An Even Easier Introduction of CUDA (translation)

 

This is a very simple introduction to the CUDA, CUDA is NVIDIA under the name of a very popular parallel computing platforms and models. I wrote about CUDA in 2013, a brief introduction , the article all these years has been very popular. But CUDA became simpler, while the GPU has become a lot faster. Today is the time to update one (even simpler) introduced.

Just use one of CUDA C ++ to create massively parallel CUDA application method. It allows you to use the powerful C ++ programming language to develop high-performance algorithm accelerated by thousands of parallel threads running on the GPU. Many developers in this way accelerate their computing and bandwidth requirements in the application, including artificial intelligence revolution libraries and frameworks (called deep learning) to support ongoing.

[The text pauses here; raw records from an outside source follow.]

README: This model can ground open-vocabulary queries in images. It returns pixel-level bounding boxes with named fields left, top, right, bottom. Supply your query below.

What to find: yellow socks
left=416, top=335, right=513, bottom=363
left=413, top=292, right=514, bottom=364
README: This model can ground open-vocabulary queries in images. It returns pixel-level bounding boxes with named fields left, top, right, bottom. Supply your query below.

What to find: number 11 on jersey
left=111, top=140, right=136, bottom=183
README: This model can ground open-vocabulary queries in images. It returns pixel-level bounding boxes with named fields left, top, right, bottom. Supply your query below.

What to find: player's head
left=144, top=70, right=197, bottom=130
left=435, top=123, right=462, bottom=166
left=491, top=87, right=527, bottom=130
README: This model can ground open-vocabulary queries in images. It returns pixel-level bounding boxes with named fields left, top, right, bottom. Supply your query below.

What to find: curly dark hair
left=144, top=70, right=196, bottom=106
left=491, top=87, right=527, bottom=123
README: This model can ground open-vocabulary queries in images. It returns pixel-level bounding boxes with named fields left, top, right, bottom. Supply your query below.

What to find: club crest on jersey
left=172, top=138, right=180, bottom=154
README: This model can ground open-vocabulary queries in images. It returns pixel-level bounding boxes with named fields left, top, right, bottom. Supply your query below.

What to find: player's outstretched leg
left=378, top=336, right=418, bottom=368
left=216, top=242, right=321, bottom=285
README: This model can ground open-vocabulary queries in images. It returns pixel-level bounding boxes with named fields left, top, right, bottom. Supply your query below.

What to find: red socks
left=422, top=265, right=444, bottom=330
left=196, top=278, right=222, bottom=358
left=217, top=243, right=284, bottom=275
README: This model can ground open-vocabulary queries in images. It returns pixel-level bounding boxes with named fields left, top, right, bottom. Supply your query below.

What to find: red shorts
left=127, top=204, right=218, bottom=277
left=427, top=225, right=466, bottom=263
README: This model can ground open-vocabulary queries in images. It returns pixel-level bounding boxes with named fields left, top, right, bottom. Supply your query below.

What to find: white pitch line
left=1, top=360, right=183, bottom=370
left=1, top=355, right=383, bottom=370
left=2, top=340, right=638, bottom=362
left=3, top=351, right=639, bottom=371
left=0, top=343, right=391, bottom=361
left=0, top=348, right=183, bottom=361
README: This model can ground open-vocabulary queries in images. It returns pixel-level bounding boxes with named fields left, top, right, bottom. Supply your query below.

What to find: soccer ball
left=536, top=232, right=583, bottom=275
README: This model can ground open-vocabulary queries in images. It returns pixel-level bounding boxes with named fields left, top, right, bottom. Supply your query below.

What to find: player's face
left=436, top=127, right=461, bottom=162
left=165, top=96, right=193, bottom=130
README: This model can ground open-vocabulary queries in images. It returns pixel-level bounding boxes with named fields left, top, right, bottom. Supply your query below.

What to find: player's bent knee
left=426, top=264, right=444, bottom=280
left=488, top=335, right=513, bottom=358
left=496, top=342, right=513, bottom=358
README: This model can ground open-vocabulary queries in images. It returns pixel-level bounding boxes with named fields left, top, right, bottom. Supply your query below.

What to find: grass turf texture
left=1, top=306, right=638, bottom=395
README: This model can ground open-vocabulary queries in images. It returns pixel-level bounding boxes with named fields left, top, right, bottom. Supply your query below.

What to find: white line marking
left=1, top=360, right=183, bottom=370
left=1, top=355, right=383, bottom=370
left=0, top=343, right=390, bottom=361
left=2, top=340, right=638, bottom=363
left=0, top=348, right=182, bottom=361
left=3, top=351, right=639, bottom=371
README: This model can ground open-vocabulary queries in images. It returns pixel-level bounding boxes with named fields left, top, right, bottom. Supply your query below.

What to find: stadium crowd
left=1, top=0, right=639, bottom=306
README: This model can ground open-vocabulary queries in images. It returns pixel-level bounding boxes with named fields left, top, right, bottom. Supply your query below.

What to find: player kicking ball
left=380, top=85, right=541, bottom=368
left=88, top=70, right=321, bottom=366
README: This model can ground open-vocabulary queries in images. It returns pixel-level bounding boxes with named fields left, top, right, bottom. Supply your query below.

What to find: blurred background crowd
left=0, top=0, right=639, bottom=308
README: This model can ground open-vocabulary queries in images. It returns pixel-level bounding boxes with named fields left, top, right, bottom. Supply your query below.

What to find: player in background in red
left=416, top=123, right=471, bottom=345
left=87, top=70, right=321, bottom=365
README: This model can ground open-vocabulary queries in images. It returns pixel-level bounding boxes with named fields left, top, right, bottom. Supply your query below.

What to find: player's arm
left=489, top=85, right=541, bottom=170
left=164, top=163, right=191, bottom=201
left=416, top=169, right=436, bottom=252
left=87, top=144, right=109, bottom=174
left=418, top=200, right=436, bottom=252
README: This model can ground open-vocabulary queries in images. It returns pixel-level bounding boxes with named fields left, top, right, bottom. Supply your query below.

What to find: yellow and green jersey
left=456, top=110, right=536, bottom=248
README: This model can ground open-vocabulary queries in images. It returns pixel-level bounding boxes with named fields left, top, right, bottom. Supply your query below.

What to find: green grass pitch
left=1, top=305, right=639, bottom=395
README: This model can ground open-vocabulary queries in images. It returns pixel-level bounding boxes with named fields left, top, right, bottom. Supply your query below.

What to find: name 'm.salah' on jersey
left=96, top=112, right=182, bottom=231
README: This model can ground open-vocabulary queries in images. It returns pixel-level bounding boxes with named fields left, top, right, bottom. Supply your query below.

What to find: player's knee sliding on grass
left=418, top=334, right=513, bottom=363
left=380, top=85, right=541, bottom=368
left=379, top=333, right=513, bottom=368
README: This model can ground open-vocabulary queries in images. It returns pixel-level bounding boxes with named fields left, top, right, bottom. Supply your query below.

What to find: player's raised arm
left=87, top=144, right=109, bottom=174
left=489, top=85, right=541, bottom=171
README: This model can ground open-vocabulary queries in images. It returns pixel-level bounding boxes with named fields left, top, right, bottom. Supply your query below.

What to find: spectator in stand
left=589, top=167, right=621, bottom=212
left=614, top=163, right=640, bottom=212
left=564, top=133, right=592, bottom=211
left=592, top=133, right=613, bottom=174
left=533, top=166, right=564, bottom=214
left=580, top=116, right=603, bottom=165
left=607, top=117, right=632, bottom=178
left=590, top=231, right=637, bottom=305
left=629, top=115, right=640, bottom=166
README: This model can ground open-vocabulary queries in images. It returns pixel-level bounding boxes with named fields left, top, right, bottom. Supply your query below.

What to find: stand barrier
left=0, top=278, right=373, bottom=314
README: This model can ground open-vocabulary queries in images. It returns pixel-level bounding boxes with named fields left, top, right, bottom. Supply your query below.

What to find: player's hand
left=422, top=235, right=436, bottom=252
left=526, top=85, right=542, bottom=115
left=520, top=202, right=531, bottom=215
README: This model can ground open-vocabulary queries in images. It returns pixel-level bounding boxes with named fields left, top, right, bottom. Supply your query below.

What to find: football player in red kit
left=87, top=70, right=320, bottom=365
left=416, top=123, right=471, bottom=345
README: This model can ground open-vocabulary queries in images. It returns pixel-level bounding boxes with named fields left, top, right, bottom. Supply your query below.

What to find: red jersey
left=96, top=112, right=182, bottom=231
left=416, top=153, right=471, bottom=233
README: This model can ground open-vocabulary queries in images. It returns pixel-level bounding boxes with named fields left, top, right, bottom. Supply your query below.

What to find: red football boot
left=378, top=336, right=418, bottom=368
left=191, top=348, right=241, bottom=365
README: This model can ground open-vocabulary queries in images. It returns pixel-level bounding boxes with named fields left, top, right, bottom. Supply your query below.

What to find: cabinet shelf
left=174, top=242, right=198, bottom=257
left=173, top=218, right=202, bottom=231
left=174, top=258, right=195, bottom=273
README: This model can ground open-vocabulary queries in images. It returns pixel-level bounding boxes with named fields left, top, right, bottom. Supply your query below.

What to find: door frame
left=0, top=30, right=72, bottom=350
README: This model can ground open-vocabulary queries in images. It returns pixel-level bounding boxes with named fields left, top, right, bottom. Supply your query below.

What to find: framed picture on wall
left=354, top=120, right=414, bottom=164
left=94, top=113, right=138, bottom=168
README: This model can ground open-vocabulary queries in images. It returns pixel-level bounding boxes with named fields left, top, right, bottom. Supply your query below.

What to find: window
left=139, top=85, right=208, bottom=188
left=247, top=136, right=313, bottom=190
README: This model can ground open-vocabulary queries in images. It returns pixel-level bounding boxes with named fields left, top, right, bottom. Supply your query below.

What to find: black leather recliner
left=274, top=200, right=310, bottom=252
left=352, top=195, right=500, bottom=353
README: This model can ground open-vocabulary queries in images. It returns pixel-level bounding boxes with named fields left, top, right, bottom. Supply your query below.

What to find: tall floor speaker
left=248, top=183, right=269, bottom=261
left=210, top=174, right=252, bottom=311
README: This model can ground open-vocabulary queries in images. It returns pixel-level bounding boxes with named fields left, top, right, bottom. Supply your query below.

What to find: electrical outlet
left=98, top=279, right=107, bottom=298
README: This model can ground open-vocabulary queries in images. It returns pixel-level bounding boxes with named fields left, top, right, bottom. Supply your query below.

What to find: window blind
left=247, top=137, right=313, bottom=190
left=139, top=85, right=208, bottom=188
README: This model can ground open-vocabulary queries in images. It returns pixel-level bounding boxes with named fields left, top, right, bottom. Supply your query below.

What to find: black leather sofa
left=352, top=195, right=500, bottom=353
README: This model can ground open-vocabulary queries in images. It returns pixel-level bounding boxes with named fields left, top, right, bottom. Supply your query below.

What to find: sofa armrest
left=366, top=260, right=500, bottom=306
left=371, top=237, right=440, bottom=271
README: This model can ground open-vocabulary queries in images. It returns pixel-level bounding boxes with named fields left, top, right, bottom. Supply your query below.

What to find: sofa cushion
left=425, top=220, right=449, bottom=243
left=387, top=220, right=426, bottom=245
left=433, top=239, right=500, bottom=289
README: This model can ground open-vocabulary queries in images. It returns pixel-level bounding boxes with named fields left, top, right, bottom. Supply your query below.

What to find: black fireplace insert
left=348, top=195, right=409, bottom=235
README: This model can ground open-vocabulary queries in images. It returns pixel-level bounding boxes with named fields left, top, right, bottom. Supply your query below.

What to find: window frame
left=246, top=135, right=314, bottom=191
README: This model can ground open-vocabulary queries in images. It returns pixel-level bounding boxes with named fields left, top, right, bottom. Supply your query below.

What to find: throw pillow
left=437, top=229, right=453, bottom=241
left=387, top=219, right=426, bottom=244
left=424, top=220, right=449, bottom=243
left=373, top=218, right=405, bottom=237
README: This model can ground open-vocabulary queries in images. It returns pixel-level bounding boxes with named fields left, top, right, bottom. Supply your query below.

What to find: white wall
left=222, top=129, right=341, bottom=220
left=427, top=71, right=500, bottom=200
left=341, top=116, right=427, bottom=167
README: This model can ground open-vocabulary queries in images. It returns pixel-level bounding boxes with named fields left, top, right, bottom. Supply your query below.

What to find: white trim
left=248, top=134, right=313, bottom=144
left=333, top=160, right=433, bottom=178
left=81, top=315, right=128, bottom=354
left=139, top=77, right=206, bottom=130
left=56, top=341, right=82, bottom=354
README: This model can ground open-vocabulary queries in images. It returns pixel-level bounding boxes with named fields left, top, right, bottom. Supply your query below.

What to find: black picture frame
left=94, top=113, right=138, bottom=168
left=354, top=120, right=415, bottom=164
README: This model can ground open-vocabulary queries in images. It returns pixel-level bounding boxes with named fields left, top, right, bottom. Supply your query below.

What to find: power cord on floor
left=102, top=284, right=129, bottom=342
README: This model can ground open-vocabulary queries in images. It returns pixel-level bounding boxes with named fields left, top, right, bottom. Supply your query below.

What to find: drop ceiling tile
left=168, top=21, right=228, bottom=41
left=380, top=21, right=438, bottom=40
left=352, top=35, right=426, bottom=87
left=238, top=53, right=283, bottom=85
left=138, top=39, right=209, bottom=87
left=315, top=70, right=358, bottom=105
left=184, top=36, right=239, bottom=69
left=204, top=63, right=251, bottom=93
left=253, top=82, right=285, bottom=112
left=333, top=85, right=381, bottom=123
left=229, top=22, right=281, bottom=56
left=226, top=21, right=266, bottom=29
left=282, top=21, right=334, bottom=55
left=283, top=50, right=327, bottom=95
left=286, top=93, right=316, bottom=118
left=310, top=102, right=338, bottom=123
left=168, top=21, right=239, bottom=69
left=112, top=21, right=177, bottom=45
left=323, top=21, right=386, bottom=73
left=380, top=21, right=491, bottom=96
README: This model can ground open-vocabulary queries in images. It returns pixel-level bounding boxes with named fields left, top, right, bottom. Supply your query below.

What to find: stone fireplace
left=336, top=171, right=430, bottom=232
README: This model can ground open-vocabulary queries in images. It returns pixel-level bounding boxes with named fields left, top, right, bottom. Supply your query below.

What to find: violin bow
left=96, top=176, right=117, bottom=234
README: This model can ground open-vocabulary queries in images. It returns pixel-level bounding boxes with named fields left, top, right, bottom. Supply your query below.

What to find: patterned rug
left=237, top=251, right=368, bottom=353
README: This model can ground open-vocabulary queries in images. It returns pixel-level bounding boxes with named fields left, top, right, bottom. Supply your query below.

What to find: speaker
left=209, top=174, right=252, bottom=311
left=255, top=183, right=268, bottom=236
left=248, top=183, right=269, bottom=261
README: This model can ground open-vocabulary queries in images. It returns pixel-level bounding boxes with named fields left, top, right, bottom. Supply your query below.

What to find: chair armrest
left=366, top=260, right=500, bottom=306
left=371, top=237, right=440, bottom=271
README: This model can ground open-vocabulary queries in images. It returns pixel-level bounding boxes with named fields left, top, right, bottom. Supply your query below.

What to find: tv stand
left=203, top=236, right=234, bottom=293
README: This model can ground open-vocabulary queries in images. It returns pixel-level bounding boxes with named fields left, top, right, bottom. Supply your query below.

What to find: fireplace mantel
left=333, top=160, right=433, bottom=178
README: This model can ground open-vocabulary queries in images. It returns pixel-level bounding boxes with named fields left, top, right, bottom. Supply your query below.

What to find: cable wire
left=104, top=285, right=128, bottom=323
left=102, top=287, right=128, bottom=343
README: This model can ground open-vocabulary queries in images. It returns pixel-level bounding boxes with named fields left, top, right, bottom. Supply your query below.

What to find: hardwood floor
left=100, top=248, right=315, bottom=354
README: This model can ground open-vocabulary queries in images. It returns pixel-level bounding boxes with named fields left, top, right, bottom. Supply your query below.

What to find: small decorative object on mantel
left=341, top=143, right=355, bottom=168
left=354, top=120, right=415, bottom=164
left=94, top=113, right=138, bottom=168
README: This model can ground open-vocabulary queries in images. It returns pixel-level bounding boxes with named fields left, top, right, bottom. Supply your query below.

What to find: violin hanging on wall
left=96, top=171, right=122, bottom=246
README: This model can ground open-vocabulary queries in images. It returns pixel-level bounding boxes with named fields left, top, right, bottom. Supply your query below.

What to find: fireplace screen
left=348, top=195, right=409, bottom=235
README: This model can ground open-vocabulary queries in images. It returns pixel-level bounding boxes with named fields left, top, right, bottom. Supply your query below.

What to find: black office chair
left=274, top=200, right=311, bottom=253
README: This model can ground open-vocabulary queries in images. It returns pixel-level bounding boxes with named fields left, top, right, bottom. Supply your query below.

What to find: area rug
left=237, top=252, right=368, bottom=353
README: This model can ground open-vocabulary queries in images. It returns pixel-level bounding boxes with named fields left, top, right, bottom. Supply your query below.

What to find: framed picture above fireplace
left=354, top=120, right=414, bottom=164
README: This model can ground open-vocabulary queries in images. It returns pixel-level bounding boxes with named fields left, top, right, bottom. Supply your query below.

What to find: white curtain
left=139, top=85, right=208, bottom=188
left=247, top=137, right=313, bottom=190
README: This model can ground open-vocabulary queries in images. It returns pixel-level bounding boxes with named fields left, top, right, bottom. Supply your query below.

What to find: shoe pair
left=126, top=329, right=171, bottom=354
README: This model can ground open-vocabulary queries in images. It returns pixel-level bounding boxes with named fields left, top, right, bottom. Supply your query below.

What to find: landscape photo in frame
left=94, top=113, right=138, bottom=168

So you've heard of CUDA, and you are interested in learning how to use it in your own applications. If you are a C or C ++ programmers, this post should give you a good start. To continue, you need a GPU (Windows, Mac or Linux, any NVIDIA GPU should do) with a CUDA-enabled computer or cloud instances with the GPU (AWS, Azure, IBM SoftLayer and other cloud service) provider have them). You also need to install the free CUDA Toolkit.

let's start!

Starting Simple

We'll start with a simple C ++ program starts, the program adds elements of two arrays, with each array containing one million elements.

#include <iostream>
#include <math.h>

// function to add the elements of two arrays
void add(int n, float *x, float *y)
{
  for (int i = 0; i < n; i++)
      y[i] = x[i] + y[i];
}

int main(void)
{
  int N = 1<<20; // 1M elements

  float *x = new float[N];
  float *y = new float[N];

  // initialize x and y arrays on the host
  for (int i = 0; i < N; i++) {
    x[i] = 1.0f;
    y[i] = 2.0f;
  }

  // Run kernel on 1M elements on the CPU
  add(N, x, y);

  // Check for errors (all values should be 3.0f)
  float maxError = 0.0f;
  for (int i = 0; i < N; i++)
    maxError = fmax(maxError, fabs(y[i]-3.0f));
  std::cout << "Max error: " << maxError << std::endl;

  // Free memory
  delete [] x;
  delete [] y;

  return 0;
}

First, compile and run C ++ programs. The above code in a file and save it as add.cpp, then compiled C ++ compiler. I'm on a Mac, so I use the clang ++, but you can use g ++ on Linux, using MSVC on Windows.

g++ add.cpp -o add

Then he run:

 

As expected, it prints out the sum of no error and then exit (I promise seemingly wrong). Now I want to run this calculation (parallel) on many core GPU. In fact, the first step is very easy.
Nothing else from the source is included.